2015 Chateau Larcis Ducasse St. Emilion Grand Cru
2015 Chateau Larcis Ducasse St. Emilion Grand Cru Deep garnet-purple colored, the 2015 Larcis Ducasse sashays gracefully out of the glass with beautiful Black Forest cake, red cherry compote, raspberry preserves and blackberry pie scents plus hints of cigar box, Ceylon tea, dried lavender and forest floor. Medium to full-bodied, the palate delivers gorgeous red and black fruit preserves flavors with a wonderfully plush texture and very long, perfumed finish.
A Bordeaux Blend, at its most basic, is any combination of those grape varieties typically used to make the red wines of Bordeaux. The phrase, which seems to have originated with British wine merchants in the 19th Century, relates as much to wines made from the blend as to the grape variety combination itself. Far from being an officially defined or legal term, it is almost never used for wine-labeling purposes (although it occasionally appears on back labels).
Its equivalent in the United States is Meritage, which is not only legally defined, but also a registered trademark. Red Bordeaux Blends are known for their powerful structure and deep flavors. Dark fruits and berries such as plum and blackcurrant are commonly used to describe the flavors of red Bordeaux, although there is an unlimited range of terms that have been ascribed to them. Tannins tend to be relatively high in these wines, giving them a firm structure.

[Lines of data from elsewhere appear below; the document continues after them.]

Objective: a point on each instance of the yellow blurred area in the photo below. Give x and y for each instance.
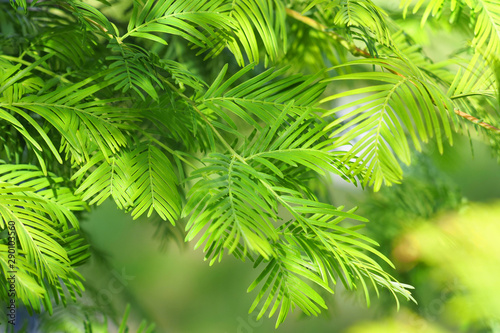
(462, 252)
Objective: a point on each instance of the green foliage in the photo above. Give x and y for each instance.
(95, 107)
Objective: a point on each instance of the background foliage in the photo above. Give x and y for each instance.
(218, 118)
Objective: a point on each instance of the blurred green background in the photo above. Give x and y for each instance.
(441, 227)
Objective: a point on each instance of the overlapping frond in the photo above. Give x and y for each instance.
(261, 99)
(232, 188)
(323, 254)
(82, 121)
(376, 126)
(487, 26)
(40, 209)
(140, 180)
(199, 22)
(131, 68)
(363, 15)
(255, 21)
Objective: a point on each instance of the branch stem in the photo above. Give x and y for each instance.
(356, 51)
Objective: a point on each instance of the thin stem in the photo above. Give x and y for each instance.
(356, 51)
(41, 69)
(202, 115)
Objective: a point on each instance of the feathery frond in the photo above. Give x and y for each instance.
(376, 127)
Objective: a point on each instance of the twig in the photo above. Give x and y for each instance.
(356, 51)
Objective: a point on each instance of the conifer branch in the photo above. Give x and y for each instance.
(356, 51)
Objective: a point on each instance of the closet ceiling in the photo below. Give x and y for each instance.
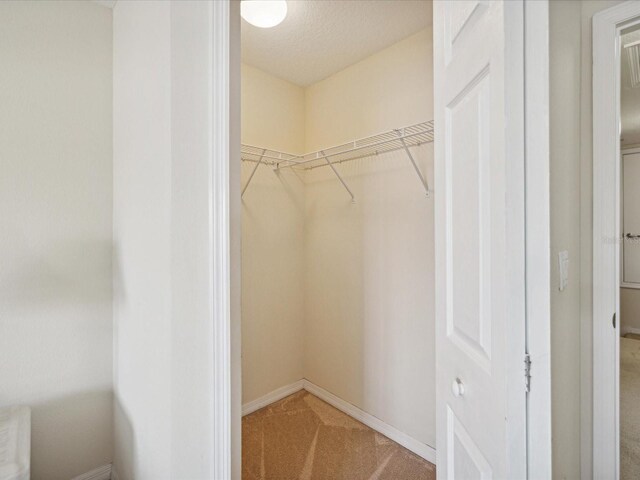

Cabernet Sauvignon is widely accepted as a compulsory component of any Bordeaux Blend, with Merlot following close behind. In fact, the majority of Bordeaux Blend wines are often made exclusively from a blend of these two varieties. The remaining components are Cabernet Franc, Petit Verdot and Malbec, used in varying combinations and proportions. Even Carmenere is on the list of possible ingredients, despite being rarely used by modern Bordeaux vineyards (notable exceptions include Haut-Bailly, Brane-Cantenac and Clerc-Milon).